Ports, Wi-Fi, and RAM Slots
Now, let’s dig into the flashier parts of the motherboard. It’s a very good idea to consider the ports that a motherboard is offering. If you can identify the various ports by sight, then it’s as simple as looking at pictures on your favorite online retailer to see what each model offers.
Most people still want a motherboard to have a good amount of standard (Type-A) USB ports—preferably with some ports at USB 3.1 or higher. How many ports you need depends on the devices and peripherals that you use. Keep in mind that at least two of these ports will be taken up by a keyboard and mouse.
It’s also a good idea to get a motherboard with some USB-C ports since that’s where the future is headed. Plus, if you get an external hard drive with a USB-C interface, you’re in for much faster transfer speeds.
When looking at USB-C, you might also find motherboards that support Thunderbolt 3 or 4. Thunderbolt offers blazing fast data transfer speeds, and it also supports USB-C devices as well as DisplayPort for monitors.

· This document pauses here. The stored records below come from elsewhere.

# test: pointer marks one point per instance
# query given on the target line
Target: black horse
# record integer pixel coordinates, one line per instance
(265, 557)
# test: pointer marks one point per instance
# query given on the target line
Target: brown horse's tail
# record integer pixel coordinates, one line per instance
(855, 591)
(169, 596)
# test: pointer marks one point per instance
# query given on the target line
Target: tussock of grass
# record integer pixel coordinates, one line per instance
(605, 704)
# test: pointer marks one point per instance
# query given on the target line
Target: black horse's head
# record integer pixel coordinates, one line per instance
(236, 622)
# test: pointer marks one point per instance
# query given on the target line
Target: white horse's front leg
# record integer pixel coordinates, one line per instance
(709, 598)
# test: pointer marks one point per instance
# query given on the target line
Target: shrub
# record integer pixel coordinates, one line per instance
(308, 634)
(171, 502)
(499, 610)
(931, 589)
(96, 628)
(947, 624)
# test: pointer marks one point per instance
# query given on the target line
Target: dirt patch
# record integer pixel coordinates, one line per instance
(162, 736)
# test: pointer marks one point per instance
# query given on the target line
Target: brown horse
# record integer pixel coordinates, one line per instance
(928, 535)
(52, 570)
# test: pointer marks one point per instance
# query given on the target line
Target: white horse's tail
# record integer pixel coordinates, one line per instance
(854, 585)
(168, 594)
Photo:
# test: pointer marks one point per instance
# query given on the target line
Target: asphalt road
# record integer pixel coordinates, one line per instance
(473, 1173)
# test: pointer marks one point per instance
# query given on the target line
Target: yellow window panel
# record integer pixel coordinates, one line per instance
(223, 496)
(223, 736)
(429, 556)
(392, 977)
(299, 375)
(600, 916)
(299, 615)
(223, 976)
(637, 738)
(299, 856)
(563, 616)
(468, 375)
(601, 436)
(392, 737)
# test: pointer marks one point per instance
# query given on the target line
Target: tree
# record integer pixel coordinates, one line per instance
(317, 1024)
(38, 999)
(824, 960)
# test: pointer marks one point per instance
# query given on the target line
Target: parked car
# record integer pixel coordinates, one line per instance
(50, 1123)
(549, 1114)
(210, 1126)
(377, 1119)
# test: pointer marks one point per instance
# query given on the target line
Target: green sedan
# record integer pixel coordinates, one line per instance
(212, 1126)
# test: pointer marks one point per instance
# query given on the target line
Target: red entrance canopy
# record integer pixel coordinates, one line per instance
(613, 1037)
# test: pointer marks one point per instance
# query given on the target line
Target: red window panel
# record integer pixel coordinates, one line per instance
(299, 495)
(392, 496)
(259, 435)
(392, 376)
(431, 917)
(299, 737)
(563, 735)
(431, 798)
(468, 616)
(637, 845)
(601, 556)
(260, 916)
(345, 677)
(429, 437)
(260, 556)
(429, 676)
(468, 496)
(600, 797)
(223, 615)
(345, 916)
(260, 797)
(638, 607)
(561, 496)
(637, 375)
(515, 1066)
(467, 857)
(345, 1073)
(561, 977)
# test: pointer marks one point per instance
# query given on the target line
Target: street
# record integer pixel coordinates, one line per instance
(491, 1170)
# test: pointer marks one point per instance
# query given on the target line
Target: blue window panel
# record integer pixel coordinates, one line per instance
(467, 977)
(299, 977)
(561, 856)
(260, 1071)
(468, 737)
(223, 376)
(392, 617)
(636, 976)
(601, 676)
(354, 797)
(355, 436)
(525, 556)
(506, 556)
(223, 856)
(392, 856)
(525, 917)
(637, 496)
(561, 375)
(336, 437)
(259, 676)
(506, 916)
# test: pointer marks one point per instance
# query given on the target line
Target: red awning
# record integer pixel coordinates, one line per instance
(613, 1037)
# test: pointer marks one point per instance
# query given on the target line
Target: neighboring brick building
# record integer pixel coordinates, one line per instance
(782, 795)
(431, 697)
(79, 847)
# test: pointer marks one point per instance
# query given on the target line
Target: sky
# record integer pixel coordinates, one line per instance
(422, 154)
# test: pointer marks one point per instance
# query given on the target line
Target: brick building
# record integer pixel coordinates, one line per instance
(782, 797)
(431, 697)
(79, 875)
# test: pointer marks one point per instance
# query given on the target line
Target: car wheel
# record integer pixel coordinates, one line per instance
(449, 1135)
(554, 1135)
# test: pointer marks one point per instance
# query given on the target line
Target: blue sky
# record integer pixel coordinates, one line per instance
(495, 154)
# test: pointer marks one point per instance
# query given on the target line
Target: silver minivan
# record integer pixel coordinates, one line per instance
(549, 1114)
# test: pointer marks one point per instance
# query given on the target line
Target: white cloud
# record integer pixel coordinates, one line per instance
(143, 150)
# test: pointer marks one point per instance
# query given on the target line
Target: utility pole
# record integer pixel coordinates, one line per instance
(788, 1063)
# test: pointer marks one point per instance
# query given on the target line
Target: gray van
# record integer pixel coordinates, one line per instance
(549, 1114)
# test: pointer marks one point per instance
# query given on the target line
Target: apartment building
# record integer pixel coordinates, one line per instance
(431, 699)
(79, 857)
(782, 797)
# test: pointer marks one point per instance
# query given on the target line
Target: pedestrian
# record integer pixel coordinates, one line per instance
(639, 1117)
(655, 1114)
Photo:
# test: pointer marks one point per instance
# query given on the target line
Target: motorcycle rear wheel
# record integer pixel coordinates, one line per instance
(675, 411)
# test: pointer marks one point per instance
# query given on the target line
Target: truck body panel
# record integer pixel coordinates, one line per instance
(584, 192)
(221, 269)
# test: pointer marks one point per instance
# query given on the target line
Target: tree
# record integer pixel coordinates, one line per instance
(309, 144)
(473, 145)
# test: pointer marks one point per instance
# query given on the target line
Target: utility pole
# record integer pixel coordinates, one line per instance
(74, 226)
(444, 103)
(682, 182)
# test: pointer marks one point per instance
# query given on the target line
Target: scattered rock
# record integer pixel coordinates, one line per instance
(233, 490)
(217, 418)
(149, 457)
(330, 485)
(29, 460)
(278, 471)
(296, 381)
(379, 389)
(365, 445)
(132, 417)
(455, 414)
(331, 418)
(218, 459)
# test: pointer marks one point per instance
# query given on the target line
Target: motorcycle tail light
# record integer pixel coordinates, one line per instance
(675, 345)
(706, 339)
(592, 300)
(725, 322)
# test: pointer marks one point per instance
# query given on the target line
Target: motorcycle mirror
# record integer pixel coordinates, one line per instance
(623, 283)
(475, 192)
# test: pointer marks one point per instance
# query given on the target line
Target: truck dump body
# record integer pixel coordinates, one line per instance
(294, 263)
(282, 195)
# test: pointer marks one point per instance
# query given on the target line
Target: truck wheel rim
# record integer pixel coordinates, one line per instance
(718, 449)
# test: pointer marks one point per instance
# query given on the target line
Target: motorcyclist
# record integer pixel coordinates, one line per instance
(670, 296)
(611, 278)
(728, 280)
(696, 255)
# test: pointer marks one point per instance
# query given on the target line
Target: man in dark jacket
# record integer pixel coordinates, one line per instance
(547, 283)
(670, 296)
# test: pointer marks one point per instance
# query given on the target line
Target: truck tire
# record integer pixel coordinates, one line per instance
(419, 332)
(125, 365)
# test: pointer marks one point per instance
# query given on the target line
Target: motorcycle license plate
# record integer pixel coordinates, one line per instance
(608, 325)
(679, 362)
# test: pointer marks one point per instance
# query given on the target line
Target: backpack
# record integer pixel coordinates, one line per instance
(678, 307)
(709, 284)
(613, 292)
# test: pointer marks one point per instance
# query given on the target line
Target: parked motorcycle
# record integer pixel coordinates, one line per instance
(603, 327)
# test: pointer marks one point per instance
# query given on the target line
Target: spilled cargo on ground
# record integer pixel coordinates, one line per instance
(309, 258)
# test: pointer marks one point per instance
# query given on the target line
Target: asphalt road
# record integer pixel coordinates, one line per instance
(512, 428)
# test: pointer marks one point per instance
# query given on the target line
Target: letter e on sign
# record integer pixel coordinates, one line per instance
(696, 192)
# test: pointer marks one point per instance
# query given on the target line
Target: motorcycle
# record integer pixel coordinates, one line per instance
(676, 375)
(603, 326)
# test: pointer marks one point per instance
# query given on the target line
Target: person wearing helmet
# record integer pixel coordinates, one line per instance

If you’re not picking up a graphics card and you’re making do with onboard graphics instead, then the display interfaces on the motherboard will also matter. The most common is HDMI, but you might also need DisplayPort, DVI, or even VGA. The good news is that, if you mess this up, you can get adapters so that a DVI display can talk to your motherboard via an HDMI port. Ideally, however, you’d want the display ports to match on both the display and the motherboard.
Do you need Wi-Fi? Ideally, a PC for gaming or one that’s routinely uploading or downloading large files will have a hard-wired Ethernet connection to the internet. If you need built-in Wi-Fi, however, that will cost you extra. If you don’t get a Wi-Fi-enabled motherboard, you can always pick up a PCIe Wi-Fi expansion card at a later date.
Speaking of which, PCIe slots are crucial for any motherboard. For a gaming GPU, you need a PCIe x16 slot, which is pretty standard. If you plan on adding a sound card or other expansion cards, you’ll need enough slots to accommodate these. It’s also a good idea to be sure that your motherboard has an M.2 slot for NVMe solid-state drives. That’s also pretty standard at this point, which is a great thing, since NVMe drives are so much faster than SATA SSDs and hard drives.
We’re also at the beginning of a transition period for PCIe, where manufacturers are moving from PCIe 3.0 to PCIe 4.0. If you get a motherboard that supports PCIe 4.0, you’ll need a PCIe 4.0-friendly CPU as well. As of May 2021, AMD Ryzen 3000 and 5000 series as well as Intel 11th generation CPUs support the new standard. Without both a PCIe 4.0-friendly CPU and motherboard, the system will default to PCIe 3.0 speeds.
Finally, consider RAM slots. Most motherboards come with a standard four, making it easier (and cheaper) to load up your system with RAM. Smaller size boards, however, often come with just two RAM slots.
If you’re budgeting for a PC, then you already know that pricing is a major consideration. If you get something cheap, you can’t necessarily count on incredible performance for overclocking, for example.
That doesn’t mean, however, that you should buy the most expensive board that you can find. For every type of board out there, you can often find a sweet spot between cost, quality, and performance, especially if you pay attention to reviews.
The motherboard is a foundational element of your PC. Be sure to spend enough time looking for something that fits your needs and budget. That way, you’ll have a solid motherboard that will keep your system running smoothly for years to come.